Bring the following with you:
- EVERYONE: Passport, I-94 Card, and completed Form SS-5 available on the SSA website at http://www.ssa.gov/online/ss-5.html
- F-1 Students:
- For on-campus employment: Valid I-20 form, employer letter, and ISSS letter
- For CPT employment: Valid I-20, CPT authorization, employer letter, and ISSS letter
- For OPT employment: I-20, OPT authorization, EAD card, employer letter, and ISSS letter
- J-1 Students: DS-2019 form, work authorization letter from your sponsor, and ISSS letter
- J-1 Scholars/Researchers: DS-2019, employer letter
- J-2 Students: DS-2019 for the J-1 student/scholar and J-2 dependent, valid EAD (Employment Authorization Document) from U.S. Citizen & Immigration Services (USCIS)
- H-1 Students: A Copy of Form I-797 showing approval of H-1 petition
Please Be Aware:
- Your employment offer letter should include the EIN# (employer identification number). You can get a sample letter for this purpose from ISSS if needed.
- Wait at least 10 days after you initially entered the United States in order to request a SSN. This will allow enough time for the SSA to have access to your immigration information and verify your legal status and employment eligibility.
- There is no cost to apply for a SSN. After submitting the application, the SSN card will arrive by mail in approximately two-four weeks at your local address in the US.
Frequently Asked Questions:
To find a location near you, visit http://www.ssa.gov/, then click "Find a Social Security Office" in the menu on the left.

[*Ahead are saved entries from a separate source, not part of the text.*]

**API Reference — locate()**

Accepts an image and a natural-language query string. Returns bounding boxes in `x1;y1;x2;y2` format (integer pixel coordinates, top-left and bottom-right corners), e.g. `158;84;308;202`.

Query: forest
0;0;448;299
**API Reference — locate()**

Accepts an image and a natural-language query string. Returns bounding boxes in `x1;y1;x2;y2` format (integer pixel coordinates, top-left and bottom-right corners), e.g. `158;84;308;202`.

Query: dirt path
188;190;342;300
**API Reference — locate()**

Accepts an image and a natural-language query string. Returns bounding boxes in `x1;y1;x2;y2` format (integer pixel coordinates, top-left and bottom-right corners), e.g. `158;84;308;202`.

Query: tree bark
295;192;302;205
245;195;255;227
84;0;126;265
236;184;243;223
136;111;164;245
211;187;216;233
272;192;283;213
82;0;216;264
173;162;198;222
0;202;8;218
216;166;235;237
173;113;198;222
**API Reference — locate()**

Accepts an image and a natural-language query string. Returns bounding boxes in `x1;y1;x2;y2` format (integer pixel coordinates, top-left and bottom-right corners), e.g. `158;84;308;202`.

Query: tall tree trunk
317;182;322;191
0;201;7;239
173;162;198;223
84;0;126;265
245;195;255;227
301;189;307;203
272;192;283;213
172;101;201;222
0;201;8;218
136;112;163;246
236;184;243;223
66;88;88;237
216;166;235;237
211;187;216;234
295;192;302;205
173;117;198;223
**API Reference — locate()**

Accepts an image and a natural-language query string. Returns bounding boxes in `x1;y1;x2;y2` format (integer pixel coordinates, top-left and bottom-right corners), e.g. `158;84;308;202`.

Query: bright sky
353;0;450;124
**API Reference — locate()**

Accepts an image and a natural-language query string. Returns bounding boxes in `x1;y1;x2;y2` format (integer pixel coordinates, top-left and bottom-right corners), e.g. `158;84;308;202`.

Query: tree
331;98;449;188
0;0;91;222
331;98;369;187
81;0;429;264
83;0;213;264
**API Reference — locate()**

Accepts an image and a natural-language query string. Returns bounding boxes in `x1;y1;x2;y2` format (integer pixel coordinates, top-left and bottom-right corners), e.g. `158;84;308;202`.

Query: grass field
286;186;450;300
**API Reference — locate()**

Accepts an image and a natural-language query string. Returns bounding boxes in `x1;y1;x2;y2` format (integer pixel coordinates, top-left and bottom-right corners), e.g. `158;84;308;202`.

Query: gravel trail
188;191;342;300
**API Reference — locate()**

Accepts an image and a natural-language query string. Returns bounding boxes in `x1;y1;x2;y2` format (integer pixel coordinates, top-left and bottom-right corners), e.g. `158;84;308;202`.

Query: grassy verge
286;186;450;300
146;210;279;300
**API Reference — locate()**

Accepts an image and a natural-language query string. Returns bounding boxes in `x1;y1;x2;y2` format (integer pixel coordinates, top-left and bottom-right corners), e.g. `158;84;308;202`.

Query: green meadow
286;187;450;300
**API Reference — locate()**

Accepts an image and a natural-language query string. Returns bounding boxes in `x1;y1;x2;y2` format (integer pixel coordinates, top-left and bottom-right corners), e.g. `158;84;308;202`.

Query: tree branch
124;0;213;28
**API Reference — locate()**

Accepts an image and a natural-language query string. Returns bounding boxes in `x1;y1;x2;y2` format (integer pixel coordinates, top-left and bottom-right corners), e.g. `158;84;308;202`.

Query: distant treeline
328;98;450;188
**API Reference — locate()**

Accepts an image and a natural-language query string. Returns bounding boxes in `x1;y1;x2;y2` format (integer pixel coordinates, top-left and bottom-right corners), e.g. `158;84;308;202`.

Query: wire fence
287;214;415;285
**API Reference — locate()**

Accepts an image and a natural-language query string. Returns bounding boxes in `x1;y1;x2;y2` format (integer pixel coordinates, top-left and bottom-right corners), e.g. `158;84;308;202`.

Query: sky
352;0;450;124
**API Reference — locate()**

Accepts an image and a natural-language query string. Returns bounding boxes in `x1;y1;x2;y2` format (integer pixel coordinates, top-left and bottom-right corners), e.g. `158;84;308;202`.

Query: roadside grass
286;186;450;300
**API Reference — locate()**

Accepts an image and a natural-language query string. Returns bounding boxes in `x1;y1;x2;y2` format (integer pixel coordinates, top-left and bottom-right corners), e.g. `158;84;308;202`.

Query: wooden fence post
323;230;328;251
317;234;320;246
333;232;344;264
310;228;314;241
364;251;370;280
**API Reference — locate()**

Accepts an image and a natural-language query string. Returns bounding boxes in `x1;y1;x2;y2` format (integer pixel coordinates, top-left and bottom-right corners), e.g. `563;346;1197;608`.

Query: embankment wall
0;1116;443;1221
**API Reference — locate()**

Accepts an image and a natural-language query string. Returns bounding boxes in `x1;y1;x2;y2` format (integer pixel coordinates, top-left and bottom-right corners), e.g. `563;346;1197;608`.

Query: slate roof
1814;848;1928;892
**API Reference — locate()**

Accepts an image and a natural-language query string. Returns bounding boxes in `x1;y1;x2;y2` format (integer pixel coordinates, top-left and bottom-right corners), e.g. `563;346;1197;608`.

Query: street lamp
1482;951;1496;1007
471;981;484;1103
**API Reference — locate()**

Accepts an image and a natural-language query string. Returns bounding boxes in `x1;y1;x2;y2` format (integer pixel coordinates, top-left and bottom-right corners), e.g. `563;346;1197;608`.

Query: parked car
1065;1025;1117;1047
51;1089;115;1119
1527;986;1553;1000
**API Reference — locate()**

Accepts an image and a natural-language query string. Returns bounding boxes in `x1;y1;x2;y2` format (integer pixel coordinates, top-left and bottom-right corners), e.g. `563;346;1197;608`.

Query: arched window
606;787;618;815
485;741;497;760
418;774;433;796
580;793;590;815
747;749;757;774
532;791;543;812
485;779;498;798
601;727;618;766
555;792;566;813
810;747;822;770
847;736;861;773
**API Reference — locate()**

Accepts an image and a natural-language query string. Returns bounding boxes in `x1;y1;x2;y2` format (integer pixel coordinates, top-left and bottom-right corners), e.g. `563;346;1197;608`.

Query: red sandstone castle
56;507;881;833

IMPORTANT: If you are told by the SSA that your admission number (I-94 number) has not been put in the system/database, the SSN representative should make photocopies of all your documents and give you a receipt. If you are told to come back or go to USCIS, kindly ask them to verify your immigration status by faxing a request for verification to LOSISV (Los Angeles Immigration Status Verification) unit. Make sure they make copies of your immigration documents for verification. If this happens to you, the SSA office has indicated that it can take up to 90 days to receive your SSN. If denied, request a written denial, and come see us!